IeSFは、韓国・ソウルに本部を持つ、国際的なeスポーツ団体。2008年に設立され、世界48ヵ国・地域が加盟している。チャン氏は、同組織の中で国際関係業務の責任者を務めているほか、事務局長の立場でもある。
今回のインタビューでは、同組織の活動内容と、今後の展望、日本のeスポーツ産業に対する印象などをうかがった。
レオポルド・チャン氏
(文中はチャン)
――初めに、IeSFがどのような活動を行っている組織なのかを教えてください。
チャン私たちのミッションは4つあります。ひとつは、各国でのeスポーツの組織の設立、また、その国でeスポーツが育っていくための手助けをすること。ふたつ目は、eスポーツのプロを育てること。eスポーツに関わる人々の仕事を、職業として確立させることです。
――それは、プレイヤーのみならず、たとえば審判だったり、コーチだったりも含むということですね。
チャンはい。たとえばコーチなら、プレイヤーに1日16時間も練習させないように、スケジュールを管理することが求められます。そういった細かい規則や、環境を作ることが大事です。つぎに3つ目は、世界大会を開催すること。そして4つ目は、eスポーツの基準を作ること。それぞれの国で、eスポーツの基準が異なっている状況がありますが、確固たる国際的な基準を作ることが使命です。
――それらのミッションは、いずれもeスポーツの発展につながるものだと思いますが、eスポーツをより盛り上げるために重要なことは何だと考えていますか?
チャンもっとも大切なのはeスポーツのプレイヤーです。プレイヤーを守り、育てることが大事です。“楽しい”ことだけに終始してしまっているプレイヤーがいるので、彼らのパフォーマンスのクオリティーを上げることが必要だと思います。同様に、重要だと考えているのは、eスポーツのエコシステムです。
――エコシステム(生態系)ですか。
チャンふつうのスポーツは、まず草の根でプレイしている人たちがたくさんいて、その中の人たちがプロフェッショナルになりますよね。一方、eスポーツは、プロフェッショナルありきになっていて、下の層が薄いのです。これは、もし少数のプロがいなくなってしまったら、eスポーツも滅ぶということを意味します。ですので、現状のエコシステムを変えたいのです。
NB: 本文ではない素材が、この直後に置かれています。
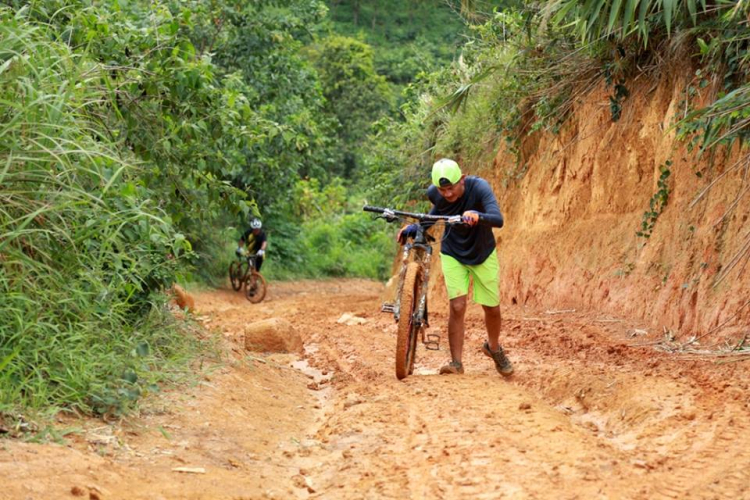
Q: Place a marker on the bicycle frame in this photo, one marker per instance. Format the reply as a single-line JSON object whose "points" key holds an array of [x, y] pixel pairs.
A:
{"points": [[422, 255], [422, 250]]}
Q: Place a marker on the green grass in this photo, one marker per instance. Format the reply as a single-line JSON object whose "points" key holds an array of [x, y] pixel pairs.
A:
{"points": [[84, 252]]}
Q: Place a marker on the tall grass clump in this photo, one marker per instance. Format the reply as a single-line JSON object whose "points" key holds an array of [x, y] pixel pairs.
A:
{"points": [[83, 250]]}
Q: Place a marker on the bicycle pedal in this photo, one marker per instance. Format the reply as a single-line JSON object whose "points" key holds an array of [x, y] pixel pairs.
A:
{"points": [[433, 342], [388, 307]]}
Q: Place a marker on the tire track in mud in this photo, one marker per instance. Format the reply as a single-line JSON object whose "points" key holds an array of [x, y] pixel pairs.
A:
{"points": [[587, 417]]}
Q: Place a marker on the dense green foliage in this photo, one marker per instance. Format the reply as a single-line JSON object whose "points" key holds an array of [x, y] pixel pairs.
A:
{"points": [[137, 138], [522, 70], [82, 245]]}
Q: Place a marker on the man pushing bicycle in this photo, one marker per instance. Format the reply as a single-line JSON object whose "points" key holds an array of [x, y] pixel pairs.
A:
{"points": [[467, 251]]}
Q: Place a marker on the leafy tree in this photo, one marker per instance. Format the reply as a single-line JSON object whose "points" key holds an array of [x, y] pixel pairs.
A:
{"points": [[356, 96]]}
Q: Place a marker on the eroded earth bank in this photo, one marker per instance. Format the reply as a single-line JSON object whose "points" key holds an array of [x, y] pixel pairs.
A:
{"points": [[592, 412]]}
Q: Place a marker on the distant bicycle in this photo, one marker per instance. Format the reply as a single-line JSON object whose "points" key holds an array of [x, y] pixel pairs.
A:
{"points": [[242, 273], [410, 308]]}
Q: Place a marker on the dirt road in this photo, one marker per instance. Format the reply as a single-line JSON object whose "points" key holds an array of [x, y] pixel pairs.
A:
{"points": [[588, 415]]}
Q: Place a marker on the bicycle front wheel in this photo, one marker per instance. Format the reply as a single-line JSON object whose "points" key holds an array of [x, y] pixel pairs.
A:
{"points": [[235, 275], [406, 343], [255, 287]]}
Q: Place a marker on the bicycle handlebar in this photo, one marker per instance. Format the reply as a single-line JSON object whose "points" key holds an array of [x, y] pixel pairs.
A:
{"points": [[389, 213]]}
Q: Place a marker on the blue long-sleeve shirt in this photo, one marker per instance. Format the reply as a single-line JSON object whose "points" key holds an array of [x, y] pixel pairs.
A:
{"points": [[469, 245]]}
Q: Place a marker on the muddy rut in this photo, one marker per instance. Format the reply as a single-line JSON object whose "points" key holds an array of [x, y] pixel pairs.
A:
{"points": [[594, 411]]}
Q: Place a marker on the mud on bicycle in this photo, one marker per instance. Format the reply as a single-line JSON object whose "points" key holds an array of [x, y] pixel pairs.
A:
{"points": [[410, 307], [242, 272]]}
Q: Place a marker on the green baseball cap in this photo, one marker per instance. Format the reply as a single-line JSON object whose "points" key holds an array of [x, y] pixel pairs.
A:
{"points": [[445, 172]]}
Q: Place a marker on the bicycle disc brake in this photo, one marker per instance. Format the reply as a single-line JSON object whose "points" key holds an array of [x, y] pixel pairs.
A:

――プロ以外のプレイヤーにも働きかけていくことが重要になりますね。
チャンまた、プレイヤー全体の中で、プロの割合は1%ほど、しかもその1%になれたからといって成功しているというわけではありません。であれば、残りの99%のプレイヤーはどうなってしまうのか。彼らが職業を失う状況を防ぐためにも、教育、そして政府や社会によるサポートが必須です。だからこそ、eスポーツが公式なスポーツであると認知してもらいたい。それは簡単なことではないけれど、必要なことなのです。
――プレイヤーとのコミュニケーションは、どのように行っているのですか?
チャンIeSFには各国のeスポーツ組織が加盟していて、それぞれの国の組織が、その国のプレイヤーとやり取りを行っています。国によって文化や法律が異なるので、やりかたは各団体に委ね、我々は最小限のガイドラインを配布しています。
――IeSFに加盟している国の中で、とくにeスポーツが盛んな国は?
チャンさまざまな地域でムーブメントが起こっていますが、あえて挙げるならば、中国、韓国、ヨーロッパの国々です。
――日本のeスポーツ業界については、どのようにお考えですか?
チャン日本のeスポーツは、すぐにグローバルレベルに追い付くと思います。日本だけの特別な団体として、JeSU(日本eスポーツ連合)ができましたから。とても強固な構造の組織だと思います。
――最後に、IeSFが目指す未来を教えてください。
チャンゴールはとてもシンプルです。eスポーツを、世界に広めることです。eスポーツは、すでにアジア競技大会で採用されることが決まっていますが、オリンピックにも採用されるようにしたい。そして、世界中でもっともっと認知されて、当たり前のものになる。それが目標です。